The film, which is divided into chapters, establishes brother, OJ (Daniel Kaluuya) and sister, Emerald (Keke Palmer), trying valiantly to keep the family ranch from going under. Once thriving under their father’s management, the ranch would supply horses to the Hollywood conveyor belt of A-list and B-movie Westerns. With such work now in short supply, OJ is forced to sell horses to local theme park owner, Ricky “Jupe” Park (Steven Yeun), however, he vows to get them back when business improves. But a bigger threat is soon looming over the ranch.

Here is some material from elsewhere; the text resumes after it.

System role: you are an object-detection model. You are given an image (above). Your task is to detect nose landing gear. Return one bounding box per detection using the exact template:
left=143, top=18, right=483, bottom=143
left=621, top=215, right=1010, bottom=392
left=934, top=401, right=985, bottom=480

Kaluuya’s performance as OJ is laconic, invoking pure Robert Mitchum. Did I like and root for OJ? Sort of. Keke Palmer as Emerald brought the energy to the screen, but I never felt the two characters really gelled with the themes successfully. Peele’s intellectual leaps, while thought-provoking, barriered an emotional connection within Nope (2022). Likewise, Yuen’s Jupe is given a tremendously imaginative and powerful backstory which brings us into his character, but ultimately fails to pay off dramatically. In fact, these scenes felt like they were from a different film altogether. Indeed, Peele uses the sci-fi monster genre to hang his view of the world on, not always to maximum impact.
While the characterisations and themes arguably fail to gel within the screenplay, it is visually where Nope (2022) really soars. Hoyte van Hoytema should sweep the board come awards time. Further, Peele creates an optical banquet by juxtaposing the majestic vistas of the Californian landscape with modern camera and surveillance equipment, plus those colourful inflatable dummies. Then there’s the thing that is “Not Of Planet Earth”. What is it and what does it represent? Who is watching and controlling and feeding on us? Peele’s challenging concepts are to be applauded within the genre blockbuster, but I just wanted to be scared and care a bit more. On additional viewings, Nope (2022), may be considered a masterpiece, but at the moment it could be one of those great films which I kind of didn’t like. As discussed previously here.